Pataugeant dans la boue brunâtre d’un sentier forestier vers, au loin, une frange de lumières et sa rumeur de DCA autoroutière, moi, plein d’une Espagne pour qui sonne le glas, j’en étais aux moersoldaten et, bientôt perdu par l’absence de repères, le bas du pantalon botté de glace et fouetté de fougères géantes, je ne voyais du ciel que le trou énorme de la nuit et le sulfure agité de la neige ; aussitôt, me revint à l’esprit comment, en 44, rue Rogier à Bruxelles, nous avions dégringolé nos trois misérables étages, pour voir passer depuis la rue les bombardiers en route vers Berlin. Le grondement semblait sans fin ; le ciel, fermé à jamais !

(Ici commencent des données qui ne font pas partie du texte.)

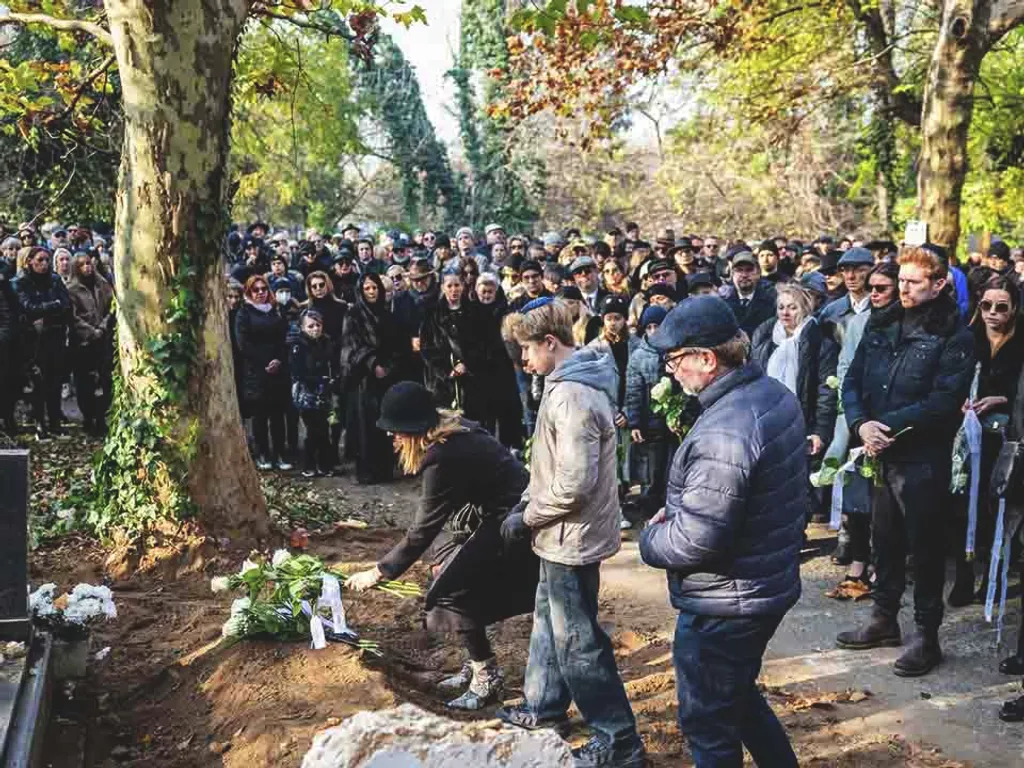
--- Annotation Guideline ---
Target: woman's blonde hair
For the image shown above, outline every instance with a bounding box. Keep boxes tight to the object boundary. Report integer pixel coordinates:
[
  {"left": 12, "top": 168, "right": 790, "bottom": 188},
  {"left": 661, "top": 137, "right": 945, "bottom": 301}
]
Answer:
[
  {"left": 775, "top": 283, "right": 814, "bottom": 322},
  {"left": 394, "top": 409, "right": 469, "bottom": 475},
  {"left": 510, "top": 299, "right": 575, "bottom": 347}
]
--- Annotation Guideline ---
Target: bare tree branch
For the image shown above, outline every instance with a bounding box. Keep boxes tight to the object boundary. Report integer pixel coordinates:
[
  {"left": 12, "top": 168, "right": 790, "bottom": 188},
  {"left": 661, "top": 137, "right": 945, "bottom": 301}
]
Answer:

Neige et nuit, nuit et brouillard ! Je ne sais plus où j’en suis. Ça dégouline d’images dans la corniche du cortex, les rigoles de l’hippocampe : chicots noircis de Dresde, Hiroshima jusqu’à l’os, forêts défoliées du Viêt-Nam. Que suis venu chercher ici ? Invité pour des poèmes. Rien d’autre. Fond de l’œil pour Œdipe ! Je n’en peux plus, pitié pour mes poèmes ! Le voile de Véronique, le saint suaire de Turin, le masque mortuaire de Dante sont des toiles de Myrian ou de Bacon, la photo d’une petite fille en flamme qui s’enfuit, ou les cantos pisans de Pound.

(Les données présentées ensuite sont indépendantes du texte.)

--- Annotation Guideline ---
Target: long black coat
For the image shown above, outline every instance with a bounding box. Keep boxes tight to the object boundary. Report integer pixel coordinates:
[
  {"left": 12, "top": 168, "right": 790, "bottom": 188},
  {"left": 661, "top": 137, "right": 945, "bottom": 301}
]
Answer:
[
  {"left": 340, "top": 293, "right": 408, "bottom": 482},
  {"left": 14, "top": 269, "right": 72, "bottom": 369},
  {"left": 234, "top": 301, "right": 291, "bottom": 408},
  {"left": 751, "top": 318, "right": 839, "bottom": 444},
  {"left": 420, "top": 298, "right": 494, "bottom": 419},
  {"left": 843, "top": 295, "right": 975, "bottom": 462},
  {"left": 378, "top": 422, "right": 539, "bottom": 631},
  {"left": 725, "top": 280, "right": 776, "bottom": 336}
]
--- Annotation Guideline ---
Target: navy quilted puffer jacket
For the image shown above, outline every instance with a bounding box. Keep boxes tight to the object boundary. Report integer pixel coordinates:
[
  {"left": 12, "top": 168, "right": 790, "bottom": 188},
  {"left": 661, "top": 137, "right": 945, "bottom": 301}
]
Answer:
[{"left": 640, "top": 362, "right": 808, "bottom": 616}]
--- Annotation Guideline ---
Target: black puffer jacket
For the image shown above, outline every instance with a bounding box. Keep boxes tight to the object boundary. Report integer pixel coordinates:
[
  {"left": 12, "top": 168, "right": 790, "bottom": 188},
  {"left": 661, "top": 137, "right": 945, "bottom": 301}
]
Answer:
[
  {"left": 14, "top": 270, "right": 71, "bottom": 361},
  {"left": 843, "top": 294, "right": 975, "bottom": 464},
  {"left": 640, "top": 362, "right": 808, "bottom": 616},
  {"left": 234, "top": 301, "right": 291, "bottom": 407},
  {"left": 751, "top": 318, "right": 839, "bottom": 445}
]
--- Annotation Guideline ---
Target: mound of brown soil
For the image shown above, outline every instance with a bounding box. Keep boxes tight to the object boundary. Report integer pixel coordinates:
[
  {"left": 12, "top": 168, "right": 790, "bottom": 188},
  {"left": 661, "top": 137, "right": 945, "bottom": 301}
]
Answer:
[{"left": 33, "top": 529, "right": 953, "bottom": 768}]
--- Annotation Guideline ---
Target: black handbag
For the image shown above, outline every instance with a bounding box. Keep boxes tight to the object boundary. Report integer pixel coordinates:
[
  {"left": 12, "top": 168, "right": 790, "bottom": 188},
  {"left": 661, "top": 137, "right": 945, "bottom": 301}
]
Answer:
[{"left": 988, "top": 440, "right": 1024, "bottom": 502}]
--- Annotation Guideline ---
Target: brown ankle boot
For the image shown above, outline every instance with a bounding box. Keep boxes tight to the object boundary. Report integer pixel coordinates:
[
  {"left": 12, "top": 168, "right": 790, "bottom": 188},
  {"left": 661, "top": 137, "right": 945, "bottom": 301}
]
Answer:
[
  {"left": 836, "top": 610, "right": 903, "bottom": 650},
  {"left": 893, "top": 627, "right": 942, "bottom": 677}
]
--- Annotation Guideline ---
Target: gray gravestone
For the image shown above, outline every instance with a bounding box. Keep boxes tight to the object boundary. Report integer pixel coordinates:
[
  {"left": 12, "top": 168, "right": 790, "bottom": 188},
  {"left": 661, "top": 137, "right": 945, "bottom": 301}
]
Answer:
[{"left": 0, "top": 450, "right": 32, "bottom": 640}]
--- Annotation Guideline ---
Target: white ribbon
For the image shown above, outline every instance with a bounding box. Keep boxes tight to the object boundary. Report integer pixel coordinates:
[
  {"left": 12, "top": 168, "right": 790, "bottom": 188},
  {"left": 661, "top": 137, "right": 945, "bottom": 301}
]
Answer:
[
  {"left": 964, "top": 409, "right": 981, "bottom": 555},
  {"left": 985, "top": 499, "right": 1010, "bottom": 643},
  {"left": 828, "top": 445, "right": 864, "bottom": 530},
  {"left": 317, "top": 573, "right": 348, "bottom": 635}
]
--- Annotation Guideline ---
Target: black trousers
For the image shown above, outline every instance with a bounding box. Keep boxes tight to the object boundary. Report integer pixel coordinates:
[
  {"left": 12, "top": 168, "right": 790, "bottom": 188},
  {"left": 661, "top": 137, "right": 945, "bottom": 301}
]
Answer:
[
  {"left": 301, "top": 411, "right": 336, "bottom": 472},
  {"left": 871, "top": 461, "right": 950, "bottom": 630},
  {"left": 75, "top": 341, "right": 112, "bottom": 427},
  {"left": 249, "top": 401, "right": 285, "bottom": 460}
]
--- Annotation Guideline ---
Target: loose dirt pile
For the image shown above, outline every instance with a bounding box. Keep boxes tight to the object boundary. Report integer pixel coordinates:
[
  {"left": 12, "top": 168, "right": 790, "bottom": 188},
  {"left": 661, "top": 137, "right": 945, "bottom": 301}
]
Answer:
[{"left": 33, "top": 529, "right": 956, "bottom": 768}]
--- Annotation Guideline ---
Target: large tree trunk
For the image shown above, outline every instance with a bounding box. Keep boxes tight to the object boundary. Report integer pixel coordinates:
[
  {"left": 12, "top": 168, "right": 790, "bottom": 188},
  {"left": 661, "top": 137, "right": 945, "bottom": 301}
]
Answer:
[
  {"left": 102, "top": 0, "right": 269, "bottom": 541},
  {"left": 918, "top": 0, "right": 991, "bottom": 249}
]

Il y en a trop ! Les fosses ne suffiront pas ! C’est donc ici, au bord du paisible Wannsee, qu’on décida d’ensevelir dans les nuages, un par un, ou par groupes homéopathiques, un vaste peuple d’individus. Depuis chacun trimballe avec soi l’ombre d’un assassin qui lui ressemble comme un frère. Lorsque, pendant la guerre de Corée, les bougies mirent le feu aux cheveux d’ange du sapin de noël, ma grand-mère jeta une couverture sur l’incendie, l’étouffa, et vaticina à la tablée qui recommençait à s’empiffrer : pas op ! De koppe zulle rolle ! On avait oublié de tuer Cassandre et la bise dans les sous-bois avait pris la voix de ses 80 ans…
Tout se mêle : les bruits, les voix, le chant secret de l’âme et les feuilles mortes qui s’envolent. Qui parle et qui ne parle pas ? Orphée, Orphée qu’es-tu venu chercher ici ? Retourne-toi et l’enfer retournera aux enfers ! Enfant sur le poste à galène du temps, je bricolais l’éternité. Père, ô père, pourquoi m’as-tu abandonné ? Au pied de la croix, il y avait Greta Garbo, Marilyn et Miriam Makeba ; Pasolini de Patmos…J’écoutais Bartók, Cage et Spike Jones comme du Bach. Je tombais avec cet homme, vu aux actualités Belga vox, qui avait lâché trop tard l’amarre du Zeppelin.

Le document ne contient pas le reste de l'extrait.